L’employeur conclut au débouté de cette demande.
Le salarié a droit à la réparation du préjudice résultant des circonstances abusives ou vexatoires du licenciement quand bien même ce dernier serait justifié.
En l’espèce, le fait de reprendre le matériel professionnel du salarié et de ne pas lui permettre d’accèder à son bureau, après la notification d’une mise à pied conservatoire, n’est pas fautif.
Le jugement sera confirmé en ce qu’il a rejeté cette demande.
Sur la demande au titre du manquement de l’employeur à son obligation de loyauté
Le salarié soutient que la société a manqué à son obligation de loyauté en ce qu’elle a diligenté à son encontre une procédure violente, brutale et vexatoire sur la base de simples rumeurs, sans enquête sérieuse et objective et a refusé de lui donner le nom du partenaire ayant procédé à la fausse dénonciation si bien qu’il n’a pu se défendre.
L’employeur conclut au débouté de cette demande.
En application de l’article L.1222-1 du code du travail, le contrat de travail est présumé exécuté de bonne foi, de sorte que la charge de la preuve de l’exécution de mauvaise foi dudit contrat incombe à celui qui l’invoque.

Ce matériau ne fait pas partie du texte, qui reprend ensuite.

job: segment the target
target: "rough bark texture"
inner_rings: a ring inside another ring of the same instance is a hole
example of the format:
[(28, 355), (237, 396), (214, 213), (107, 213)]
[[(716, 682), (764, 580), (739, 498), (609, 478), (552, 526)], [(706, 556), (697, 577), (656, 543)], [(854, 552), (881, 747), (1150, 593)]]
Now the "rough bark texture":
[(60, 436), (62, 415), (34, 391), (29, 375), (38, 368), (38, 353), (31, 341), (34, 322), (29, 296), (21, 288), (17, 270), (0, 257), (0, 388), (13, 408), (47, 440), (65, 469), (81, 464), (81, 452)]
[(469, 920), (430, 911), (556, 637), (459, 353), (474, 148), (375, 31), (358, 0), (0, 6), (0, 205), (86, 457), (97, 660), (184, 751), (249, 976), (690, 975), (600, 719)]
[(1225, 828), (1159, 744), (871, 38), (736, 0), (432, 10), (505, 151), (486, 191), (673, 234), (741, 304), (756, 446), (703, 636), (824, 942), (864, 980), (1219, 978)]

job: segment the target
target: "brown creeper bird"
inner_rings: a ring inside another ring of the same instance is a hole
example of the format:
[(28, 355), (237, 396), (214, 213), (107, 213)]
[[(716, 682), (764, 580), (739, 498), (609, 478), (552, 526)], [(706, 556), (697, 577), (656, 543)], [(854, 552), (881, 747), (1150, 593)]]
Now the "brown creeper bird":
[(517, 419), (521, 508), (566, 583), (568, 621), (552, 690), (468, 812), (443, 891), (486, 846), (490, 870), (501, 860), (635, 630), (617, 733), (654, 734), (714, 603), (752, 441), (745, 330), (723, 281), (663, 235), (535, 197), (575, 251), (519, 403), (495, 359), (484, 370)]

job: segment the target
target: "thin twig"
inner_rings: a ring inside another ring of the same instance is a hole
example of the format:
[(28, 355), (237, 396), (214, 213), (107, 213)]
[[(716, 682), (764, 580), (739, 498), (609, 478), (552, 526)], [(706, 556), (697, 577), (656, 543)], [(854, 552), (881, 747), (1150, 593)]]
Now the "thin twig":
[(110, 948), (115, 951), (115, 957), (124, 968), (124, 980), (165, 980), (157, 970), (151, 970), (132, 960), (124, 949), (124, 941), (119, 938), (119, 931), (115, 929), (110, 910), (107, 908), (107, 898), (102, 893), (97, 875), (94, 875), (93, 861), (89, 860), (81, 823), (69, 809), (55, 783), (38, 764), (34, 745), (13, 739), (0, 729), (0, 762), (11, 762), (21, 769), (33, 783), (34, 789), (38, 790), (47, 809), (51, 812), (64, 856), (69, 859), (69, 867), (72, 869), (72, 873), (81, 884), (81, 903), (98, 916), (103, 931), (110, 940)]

Il a été jugé que le licenciement pour faute grave était justifié et que la procédure de licenciement n’était brutale, ni vexatoire. Le seul fait que l’employeur ait refusé de donner le nom de la personne lui ayant donné l’enregistrement ne constitue pas un manquement à l’obligation de loyauté, cette information n’étant pas déterminante au vu de la réalité des conversations téléphoniques. De plus, le salarié disposait d’assez d’éléments pour se défendre.
Aucune exécution déloyale du contrat de travail n’est donc démontrée par le salarié et le jugement sera confirmé en ce qu’il a rejeté cette demande.
Sur les demandes accessoires
La créance indemnitaire produira intérêts au taux légal à compter du prononcé de cet arrêt et il sera fait droit à la demande de capitalisation des intérêts.
La cour relève que le conseil de prud’hommes n’a pas statué sur le sort des dépens.
Succombant partiellement, la société sera condamnée aux dépens de première instance et d’appel et à payer au salarié 800 euros au titre des frais irrépétibles pour ces procédures.
PAR CES MOTIFS
La Cour, statuant publiquement par arrêt contradictoire et rendu en dernier ressort, mis à disposition au greffe,
CONFIRME le jugement sauf en ce qu’il a rejeté la demande de M. [C] [A] portant sur la nullité de la convention individuelle de forfait en jours,
Statuant à nouveau sur ce chef et y ajoutant,
PRONONCE la nullité de la convention individuelle de forfait en jours,
CONDAMNE la société KparK à payer à M. [C] [A] :
— 2.000 euros à titre de dommages et intérêts,
— 800 euros au titre des frais irrépétibles de première instance et d’appel,
DIT que la créance indemnitaire portera intérêts au taux légal à compter du prononcé de cet arrêt,
ORDONNE la capitalisation des intérêts dus pour une année entière,
CONDAMNE la société KparK aux dépens de premières instance et d’appel,
DÉBOUTE la société KparK de sa demande au titre des frais irrépétibles.